Re: [PATCH] devcoredump: increase the device delete timeout to 10 mins

From: Abhinav Kumar
Date: Tue Feb 08 2022 - 17:21:55 EST


Hi Johannes

Thanks for the response.

On 2/8/2022 12:35 PM, Johannes Berg wrote:
On Tue, 2022-02-08 at 11:44 -0800, Abhinav Kumar wrote:
There are cases where depending on the size of the devcoredump and the speed
at which the usermode reads the dump, it can take longer than the current 5 mins
timeout.

This can lead to incomplete dumps as the device is deleted once the timeout expires.

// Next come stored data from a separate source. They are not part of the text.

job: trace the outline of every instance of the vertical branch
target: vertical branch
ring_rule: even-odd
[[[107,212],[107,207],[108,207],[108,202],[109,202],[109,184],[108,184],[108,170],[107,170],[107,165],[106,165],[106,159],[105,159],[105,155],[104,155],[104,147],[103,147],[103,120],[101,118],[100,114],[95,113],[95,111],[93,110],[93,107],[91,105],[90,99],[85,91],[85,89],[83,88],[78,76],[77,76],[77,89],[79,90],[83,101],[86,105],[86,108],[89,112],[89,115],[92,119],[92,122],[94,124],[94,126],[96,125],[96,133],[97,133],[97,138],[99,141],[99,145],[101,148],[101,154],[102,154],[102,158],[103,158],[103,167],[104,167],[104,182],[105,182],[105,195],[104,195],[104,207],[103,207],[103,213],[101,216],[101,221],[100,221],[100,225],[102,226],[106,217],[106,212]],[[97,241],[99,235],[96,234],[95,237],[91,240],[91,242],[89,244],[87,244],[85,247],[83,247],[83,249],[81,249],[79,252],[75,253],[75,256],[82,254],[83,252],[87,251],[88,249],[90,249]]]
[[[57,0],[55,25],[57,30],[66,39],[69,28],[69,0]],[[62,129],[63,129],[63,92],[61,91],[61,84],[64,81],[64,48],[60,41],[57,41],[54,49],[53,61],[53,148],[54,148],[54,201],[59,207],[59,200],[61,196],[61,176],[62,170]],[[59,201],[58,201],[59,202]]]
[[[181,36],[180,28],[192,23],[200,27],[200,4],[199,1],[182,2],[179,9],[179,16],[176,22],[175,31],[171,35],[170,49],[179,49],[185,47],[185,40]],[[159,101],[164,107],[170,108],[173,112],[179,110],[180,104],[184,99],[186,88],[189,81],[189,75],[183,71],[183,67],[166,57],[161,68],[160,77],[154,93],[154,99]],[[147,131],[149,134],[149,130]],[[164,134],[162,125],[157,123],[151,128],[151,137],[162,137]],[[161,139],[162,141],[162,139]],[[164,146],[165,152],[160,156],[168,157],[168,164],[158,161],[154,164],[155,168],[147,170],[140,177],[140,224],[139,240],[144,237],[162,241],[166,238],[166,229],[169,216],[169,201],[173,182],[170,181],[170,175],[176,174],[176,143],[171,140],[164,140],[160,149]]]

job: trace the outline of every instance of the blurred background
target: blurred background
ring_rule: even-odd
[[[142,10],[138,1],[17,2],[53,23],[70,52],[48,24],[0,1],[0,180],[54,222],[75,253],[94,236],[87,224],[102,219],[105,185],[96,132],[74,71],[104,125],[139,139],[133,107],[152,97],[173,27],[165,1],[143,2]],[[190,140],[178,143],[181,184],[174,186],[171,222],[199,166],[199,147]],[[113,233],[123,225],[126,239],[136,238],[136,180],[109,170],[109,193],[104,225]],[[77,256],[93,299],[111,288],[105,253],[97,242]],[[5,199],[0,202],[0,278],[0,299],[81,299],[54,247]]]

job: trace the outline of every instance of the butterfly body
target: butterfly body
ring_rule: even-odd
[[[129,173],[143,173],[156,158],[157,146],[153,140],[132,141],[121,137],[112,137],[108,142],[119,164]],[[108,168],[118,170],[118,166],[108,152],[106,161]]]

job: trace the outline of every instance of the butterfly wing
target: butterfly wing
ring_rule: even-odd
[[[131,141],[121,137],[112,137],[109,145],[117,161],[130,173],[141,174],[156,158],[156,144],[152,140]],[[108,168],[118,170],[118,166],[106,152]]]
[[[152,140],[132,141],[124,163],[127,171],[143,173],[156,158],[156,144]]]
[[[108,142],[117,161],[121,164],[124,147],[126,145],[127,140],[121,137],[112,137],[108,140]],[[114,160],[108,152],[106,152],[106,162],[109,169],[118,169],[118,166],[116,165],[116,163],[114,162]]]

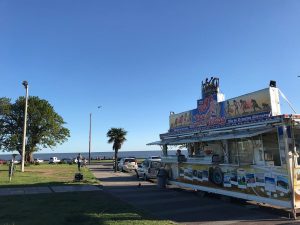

One example is below where it took 6 mins for the devcoredump to be completely read.

04:22:24.668 23916 23994 I HWDeviceDRM::DumpDebugData: Opening /sys/class/devcoredump/devcd6/data
04:28:35.377 23916 23994 W HWDeviceDRM::DumpDebugData: Freeing devcoredump node

Increase the timeout to 10 mins to accommodate system delays and large coredump
sizes.


No real objection, I guess, but can the data actually disappear *while*
the sysfs file is open?!

Or did it take 5 minutes to open the file?

If the former, maybe we should fix that too (or instead)?

johannes

It opened the file rightaway but could not finish reading.

The device gets deleted so the corresponding /data will disappear too ( as the data node is under devcd*/data)

60 static void devcd_del(struct work_struct *wk)
61 {
62 struct devcd_entry *devcd;
63
64 devcd = container_of(wk, struct devcd_entry, del_wk.work);
65
66 device_del(&devcd->devcd_dev);
67 put_device(&devcd->devcd_dev);
68 }

Are you suggesting we implement a logic like :

a) if the usermode has started reading the data but has not finished yet ( we can detect the former with something like devcd->data_read_ongoing = 1 and we know it has finished when it acks and we can clear this flag then), in the timeout del_wk then we can delay the the delete timer by another TIMEOUT amount of time to give usermode time to finish the data?

b) If usermode acks, we will clear both the flag and delete the device as usual

But there is a corner case here:

c) If usermode starts the read, but then for some reason crashes, the timer will timeout and try to delete the device but will detect that usermode is still reading and will keep the device. How do we detect this case?

Thats why i thought maybe the easier way right now is to try increasing the timeout.